In my article – PLM and data management in the 21st century. I explained how different database management technologies can be used for a variety of PLM solutions. Here is a table I created back in 2013. I can certainly improve it based on the last 6 year of development experience, but I prefer to leave it as is for the purpose of this blog as it is a good reflection of the time when Onshape development was started.
By itself, each database cannot give an advantage to CAD or PLM technology or product. A solution is what makes it different. Onshape has a very unique approach to deliver 3D CAD system in a browser, which differentiates it from many others. However, it is possible that NoSQL document databases are used by other CAD vendors these days.
From my experience engineers are pretty much ignorant of database technologies. Actually, Onshape made the best recommendation about what CAD engineers should do with databases at the beginning of the blog. Here is the passage I like:
All engineers really need to know is what they can and can’t do with their data and the implications that may have on their daily workload. They may need to know how much setup is involved and if a certain workflow or sequence of events must be followed in order to make the system work the way they want. The more an engineer has to think about data management, the more it negatively impacts their design processes, their deadlines and potentially, their budgets.
Speaking about database marketing, I cannot avoid the story of Highway 101 billboard and database wars.
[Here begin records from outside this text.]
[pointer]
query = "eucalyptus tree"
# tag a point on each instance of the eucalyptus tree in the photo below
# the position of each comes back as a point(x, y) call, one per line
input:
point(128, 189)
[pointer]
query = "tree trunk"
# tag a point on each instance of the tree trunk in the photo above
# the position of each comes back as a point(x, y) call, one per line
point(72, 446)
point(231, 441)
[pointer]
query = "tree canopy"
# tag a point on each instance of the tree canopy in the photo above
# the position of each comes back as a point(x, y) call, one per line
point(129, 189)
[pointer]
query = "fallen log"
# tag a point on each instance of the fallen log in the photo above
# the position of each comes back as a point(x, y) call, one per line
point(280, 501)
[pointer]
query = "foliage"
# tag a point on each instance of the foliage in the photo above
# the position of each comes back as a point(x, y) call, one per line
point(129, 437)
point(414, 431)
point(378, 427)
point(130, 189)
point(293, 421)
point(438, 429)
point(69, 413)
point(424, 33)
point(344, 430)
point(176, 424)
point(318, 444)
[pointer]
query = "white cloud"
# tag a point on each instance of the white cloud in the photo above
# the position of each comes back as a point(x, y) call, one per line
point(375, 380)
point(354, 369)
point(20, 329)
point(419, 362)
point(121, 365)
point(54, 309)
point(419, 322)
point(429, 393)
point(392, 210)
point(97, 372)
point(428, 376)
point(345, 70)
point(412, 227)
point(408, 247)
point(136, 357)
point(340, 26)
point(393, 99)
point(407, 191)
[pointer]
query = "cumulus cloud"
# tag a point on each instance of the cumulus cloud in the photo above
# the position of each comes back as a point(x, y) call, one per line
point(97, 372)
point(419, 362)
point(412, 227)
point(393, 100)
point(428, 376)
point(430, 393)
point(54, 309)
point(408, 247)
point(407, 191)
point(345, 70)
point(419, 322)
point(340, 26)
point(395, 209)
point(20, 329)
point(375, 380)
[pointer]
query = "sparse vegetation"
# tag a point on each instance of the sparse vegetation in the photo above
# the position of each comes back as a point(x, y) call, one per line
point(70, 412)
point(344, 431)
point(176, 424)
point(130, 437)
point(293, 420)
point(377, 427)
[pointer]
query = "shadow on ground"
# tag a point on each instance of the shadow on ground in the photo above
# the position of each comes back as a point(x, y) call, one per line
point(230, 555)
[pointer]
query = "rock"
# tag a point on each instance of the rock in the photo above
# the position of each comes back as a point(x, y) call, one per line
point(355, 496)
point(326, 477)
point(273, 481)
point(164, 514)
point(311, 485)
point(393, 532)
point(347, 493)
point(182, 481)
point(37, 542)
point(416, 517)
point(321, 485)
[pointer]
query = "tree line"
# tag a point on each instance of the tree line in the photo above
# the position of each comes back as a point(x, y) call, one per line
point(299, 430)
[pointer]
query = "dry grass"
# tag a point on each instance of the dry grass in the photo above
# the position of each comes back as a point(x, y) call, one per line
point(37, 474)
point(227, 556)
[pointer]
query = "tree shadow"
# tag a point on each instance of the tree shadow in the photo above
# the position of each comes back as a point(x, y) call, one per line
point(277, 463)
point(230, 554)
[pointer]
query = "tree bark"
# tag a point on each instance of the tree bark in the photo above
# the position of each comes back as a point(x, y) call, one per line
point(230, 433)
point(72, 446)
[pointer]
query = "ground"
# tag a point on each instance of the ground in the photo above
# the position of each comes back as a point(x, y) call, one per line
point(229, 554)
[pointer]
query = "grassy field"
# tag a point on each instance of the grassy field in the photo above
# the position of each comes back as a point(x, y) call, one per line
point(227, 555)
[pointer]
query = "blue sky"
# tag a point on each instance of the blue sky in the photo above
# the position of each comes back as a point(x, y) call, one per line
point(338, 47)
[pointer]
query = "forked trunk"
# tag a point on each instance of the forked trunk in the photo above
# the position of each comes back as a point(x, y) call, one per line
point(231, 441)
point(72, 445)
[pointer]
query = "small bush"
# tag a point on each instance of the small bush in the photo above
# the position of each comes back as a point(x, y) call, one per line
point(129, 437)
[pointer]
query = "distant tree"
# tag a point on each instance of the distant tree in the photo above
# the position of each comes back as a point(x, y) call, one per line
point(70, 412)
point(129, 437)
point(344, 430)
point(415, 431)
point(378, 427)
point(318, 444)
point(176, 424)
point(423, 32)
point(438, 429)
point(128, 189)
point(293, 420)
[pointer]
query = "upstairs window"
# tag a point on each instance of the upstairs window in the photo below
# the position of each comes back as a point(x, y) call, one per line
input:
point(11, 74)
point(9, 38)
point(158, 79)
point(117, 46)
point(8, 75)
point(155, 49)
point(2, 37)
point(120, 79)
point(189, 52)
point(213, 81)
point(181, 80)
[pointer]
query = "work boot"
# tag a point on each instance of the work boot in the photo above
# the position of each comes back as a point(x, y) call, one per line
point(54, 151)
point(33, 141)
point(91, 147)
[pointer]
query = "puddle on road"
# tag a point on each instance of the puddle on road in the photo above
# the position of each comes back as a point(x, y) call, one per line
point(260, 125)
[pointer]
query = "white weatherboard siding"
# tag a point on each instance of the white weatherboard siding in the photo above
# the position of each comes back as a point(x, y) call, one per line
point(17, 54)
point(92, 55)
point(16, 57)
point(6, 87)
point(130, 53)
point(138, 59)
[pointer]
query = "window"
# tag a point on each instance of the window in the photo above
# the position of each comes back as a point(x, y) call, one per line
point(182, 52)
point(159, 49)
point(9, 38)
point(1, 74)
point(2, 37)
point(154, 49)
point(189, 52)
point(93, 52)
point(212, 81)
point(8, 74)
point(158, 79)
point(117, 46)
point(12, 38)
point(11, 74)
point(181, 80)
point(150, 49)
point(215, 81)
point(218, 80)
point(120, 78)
It goes back to the time Oracle and few other database vendors actively marketed advantage of specific databases. Check this article – it is fun.
What is my conclusion? We live in a very intense technological world. We tend to use techno-marketing language, but it a very dangerous thing that should be taken very carefully. Onshape developed a very unique technology and product enabling functions that never been available before in a single CAD product. However, to build a product is only one step. To develop a solution, market and business are needed to make product successful and this is where I see Onshape is focusing these days. Databases have very little to do with building solutions and business. Just my thoughts…
Disclaimer: I’m co-founder and CEO of OpenBOM developing cloud-based bill of materials and inventory management tool for manufacturing companies, hardware startups and supply chain. My opinion can be unintentionally biased.